The automotive industry is a multi-billion dollar industry throughout the world, and dealers take home just a fraction of that. But just how much do dealers make when you buy a vehicle? Here's a look at the average dealership profit on a car and how it impacts you in 2022.
Average dealer profit in 2022. According to a recent study from J.D. Power, dealers are on track to make 126% more profit in the first quarter of 2022 compared to Q1 2021. This puts profit on pace to reach $5,013 per vehicle. This doesn't mean that every dealership is making over $5,000 on each car they sell, this is just an average, with many factors going into it.
In total, retailer profits for new-vehicle sales are projected to hit $14.2 billion in 2022 in the U.S., a whopping 95% increase in profit year-over-year. This increase is despite dropping sales volume, thanks in part to the ongoing supply chain and chip shortage issues still impacting the industry.
How do dealers make money on cars? Dealers make money on cars in two ways, the front end, such as the selling price of the car, and the back end, on products like tire and wheel protection or extended warranties. Dealers may only make a few hundred dollars over MSRP on some models but could rake in a few thousand in backend products such as GAP insurance, added accessories, and additional warranties.
In some cases though, dealers can make several thousand over MSRP on the front end, if the conditions are right in the automotive market.
Markups may increase costs. Dealers can make more on cars when the inventory is tight by using markups – selling vehicles above MSRP. In a typical year, you might find many deals and discounts below MSRP just to get vehicles moving and competition going.
Right now, though, with the ongoing inventory shortages, demand is outstripping supply and allowing for record markups. These markups are designed to help dealers make a profit since they're selling fewer vehicles.
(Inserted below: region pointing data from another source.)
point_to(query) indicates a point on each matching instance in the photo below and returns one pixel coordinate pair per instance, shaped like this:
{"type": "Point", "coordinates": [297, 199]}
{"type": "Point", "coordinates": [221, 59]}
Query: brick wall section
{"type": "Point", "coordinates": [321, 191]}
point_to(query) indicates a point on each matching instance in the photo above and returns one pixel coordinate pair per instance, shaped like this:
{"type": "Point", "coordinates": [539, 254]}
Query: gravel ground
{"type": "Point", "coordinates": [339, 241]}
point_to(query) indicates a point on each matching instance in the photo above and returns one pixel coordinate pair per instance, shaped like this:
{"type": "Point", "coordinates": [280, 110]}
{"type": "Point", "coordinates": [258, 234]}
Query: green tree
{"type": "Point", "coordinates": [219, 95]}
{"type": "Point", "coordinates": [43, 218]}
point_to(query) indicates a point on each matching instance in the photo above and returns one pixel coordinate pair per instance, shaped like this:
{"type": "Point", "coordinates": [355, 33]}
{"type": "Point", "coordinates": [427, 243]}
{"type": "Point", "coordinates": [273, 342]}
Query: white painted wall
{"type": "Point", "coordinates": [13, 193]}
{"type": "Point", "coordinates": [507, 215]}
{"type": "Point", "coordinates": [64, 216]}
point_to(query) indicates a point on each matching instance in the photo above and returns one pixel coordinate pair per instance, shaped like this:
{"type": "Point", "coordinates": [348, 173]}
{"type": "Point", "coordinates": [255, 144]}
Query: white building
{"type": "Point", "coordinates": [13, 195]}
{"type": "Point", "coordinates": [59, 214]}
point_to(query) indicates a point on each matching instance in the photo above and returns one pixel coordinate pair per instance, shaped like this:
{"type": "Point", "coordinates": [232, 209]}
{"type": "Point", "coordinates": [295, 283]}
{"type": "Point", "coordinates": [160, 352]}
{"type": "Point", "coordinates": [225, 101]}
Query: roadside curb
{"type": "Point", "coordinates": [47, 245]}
Besides just marking up the price on the vehicles that are in stock, dealers also have the flexibility to markup your interest rate in some cases, such as when they set up the financing for you through a captive lender. However, lately, there's been a crackdown from manufacturers on the limit these markups can have; Audi and VW, for example, just lowed their cap to 1%. It was previously 3%.
Getting a good deal on a car. If you're looking for your next vehicle, right now may not be the time to shop if you're looking for a low-priced offer. With the industry-wide inventory shortage, prices are up not only on new cars but on used vehicles, as well. This means it's important to know what you can negotiate on your car, especially if you're also seeking financing. Try to shop with the brand that can offer you the biggest rebate or special incentive, and always know your credit situation before you start applying for loans.